As it happened, it was a false binary. Those countries that locked
down fast suffered less economic damage because they managed to push
down the virus, allowing them to open back up quicker. But what’s
pertinent here isn’t the practicalities. It’s the principle. The movement
against lockdown was primarily interested in market freedom rather than
individual freedom.
The same applied with the community of the free. Tory and Republican
politicians were not, by and large, affected by the attacks they had
orchestrated on European free movement or Black Lives Matter protests.
They had never fled poverty or oppression and then been put in a cage
when they had made it to a ‘safe’ country. They’d never needed an abortion
and found that it had been restricted. They weren’t the ones police looked
for when targeting drug users.
So when the parties they were members of imposed restrictions on these
types of freedoms, it didn’t bother them. Like Hayek in Chile, they were
not prepared to make the imaginative leap into the lives of those affected.
But when the restriction on freedom was comprehensible to them, it
suddenly struck a chord. The pandemic response meant they were unable
to go out, or drink in a pub, or enter a shop without a mask. These were
restraints that they understood, that affected them. And therefore they
cared about them. It was within their sphere of comprehension.
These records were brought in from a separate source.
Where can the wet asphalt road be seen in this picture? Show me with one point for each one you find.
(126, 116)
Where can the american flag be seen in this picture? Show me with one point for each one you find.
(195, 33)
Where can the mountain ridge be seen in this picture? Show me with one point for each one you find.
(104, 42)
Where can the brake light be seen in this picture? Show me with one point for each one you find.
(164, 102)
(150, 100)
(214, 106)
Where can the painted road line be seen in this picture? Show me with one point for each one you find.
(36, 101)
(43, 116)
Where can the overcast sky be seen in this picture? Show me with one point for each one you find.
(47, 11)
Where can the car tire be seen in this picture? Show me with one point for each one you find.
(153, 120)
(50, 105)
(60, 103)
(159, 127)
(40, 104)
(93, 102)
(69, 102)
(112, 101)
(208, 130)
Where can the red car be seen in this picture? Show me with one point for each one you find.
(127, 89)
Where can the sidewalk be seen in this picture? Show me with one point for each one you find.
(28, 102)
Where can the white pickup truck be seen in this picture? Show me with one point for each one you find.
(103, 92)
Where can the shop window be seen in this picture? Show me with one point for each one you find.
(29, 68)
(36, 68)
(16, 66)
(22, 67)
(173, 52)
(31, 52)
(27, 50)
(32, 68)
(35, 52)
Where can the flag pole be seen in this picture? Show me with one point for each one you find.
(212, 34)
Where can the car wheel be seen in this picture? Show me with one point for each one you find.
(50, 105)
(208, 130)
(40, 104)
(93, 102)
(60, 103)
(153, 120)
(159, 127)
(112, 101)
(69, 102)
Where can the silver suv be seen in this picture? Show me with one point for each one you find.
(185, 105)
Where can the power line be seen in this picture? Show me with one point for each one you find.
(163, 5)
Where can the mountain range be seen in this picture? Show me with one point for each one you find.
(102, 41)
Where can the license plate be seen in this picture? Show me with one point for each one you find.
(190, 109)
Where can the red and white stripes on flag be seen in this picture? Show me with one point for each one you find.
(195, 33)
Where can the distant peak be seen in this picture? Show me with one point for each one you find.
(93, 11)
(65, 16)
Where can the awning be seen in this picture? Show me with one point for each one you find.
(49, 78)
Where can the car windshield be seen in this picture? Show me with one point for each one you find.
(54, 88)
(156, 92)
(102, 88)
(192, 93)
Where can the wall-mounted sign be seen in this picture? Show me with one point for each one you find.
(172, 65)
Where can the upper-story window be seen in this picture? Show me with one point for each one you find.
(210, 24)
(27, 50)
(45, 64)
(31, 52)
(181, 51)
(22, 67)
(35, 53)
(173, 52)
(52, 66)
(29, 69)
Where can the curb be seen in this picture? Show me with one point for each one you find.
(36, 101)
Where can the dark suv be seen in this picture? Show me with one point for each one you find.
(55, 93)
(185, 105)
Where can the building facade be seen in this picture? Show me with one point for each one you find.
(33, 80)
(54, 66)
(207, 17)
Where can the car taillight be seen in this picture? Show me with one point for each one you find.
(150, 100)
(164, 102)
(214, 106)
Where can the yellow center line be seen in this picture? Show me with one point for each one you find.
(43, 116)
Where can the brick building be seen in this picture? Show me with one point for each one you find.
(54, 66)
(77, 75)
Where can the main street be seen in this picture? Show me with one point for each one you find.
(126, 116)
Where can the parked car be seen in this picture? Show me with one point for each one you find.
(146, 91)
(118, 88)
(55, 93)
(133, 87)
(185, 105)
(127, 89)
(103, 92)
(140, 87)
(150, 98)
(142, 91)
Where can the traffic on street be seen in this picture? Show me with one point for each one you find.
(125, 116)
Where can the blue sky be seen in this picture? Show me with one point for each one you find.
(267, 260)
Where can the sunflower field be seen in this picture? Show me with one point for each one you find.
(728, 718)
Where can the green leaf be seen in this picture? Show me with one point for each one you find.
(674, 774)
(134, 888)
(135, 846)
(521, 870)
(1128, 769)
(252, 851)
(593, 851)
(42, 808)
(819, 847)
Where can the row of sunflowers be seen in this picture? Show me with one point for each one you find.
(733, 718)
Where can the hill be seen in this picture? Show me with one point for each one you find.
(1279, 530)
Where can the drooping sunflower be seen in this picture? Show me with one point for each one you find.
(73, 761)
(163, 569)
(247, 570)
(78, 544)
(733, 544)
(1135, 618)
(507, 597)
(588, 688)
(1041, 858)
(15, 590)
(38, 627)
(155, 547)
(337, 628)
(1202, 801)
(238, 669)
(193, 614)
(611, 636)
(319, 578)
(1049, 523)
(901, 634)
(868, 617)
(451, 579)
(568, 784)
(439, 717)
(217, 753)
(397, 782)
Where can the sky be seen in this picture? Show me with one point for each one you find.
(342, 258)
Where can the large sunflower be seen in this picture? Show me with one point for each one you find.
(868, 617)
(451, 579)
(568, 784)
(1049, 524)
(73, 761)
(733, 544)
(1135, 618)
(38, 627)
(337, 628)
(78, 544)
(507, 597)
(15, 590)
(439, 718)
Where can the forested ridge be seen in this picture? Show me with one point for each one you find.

You can’t call that liberalism, because it has no universal basis. They
weren’t really laissez-faire advocates, or libertarians. They were still the
same authoritarians they always were. But when they felt their world was
under threat, they reached for the nearest branch of respectable sounding
theory. And because of Hayek and Friedman’s transmission of laissez-faire
into conservatism in the 1970s and 80s, this was what they had to hand.
These events serve to show why liberalism, properly understood, is so
vital. Without its theoretical framework, we’re lost in the dark. Freedom is
just a self-interested word you use to justify yourself. It’s back to the days
of the Glorious Revolution, when James II argued for religious freedom
and the Whigs argued for political freedom without any comprehensive
assessment of what that actually meant.
Freedom is not easy. If we really believe in it, we believe in it for
everyone, not just those like us. We believe in it for things we dislike
as much as for things we approve of. It demands a leap of imagination,
a commitment to empathy. These are the signs that someone is
living up to liberal values. And they were pointedly absent from the
authoritarians who claimed to speak in its name during the pandemic.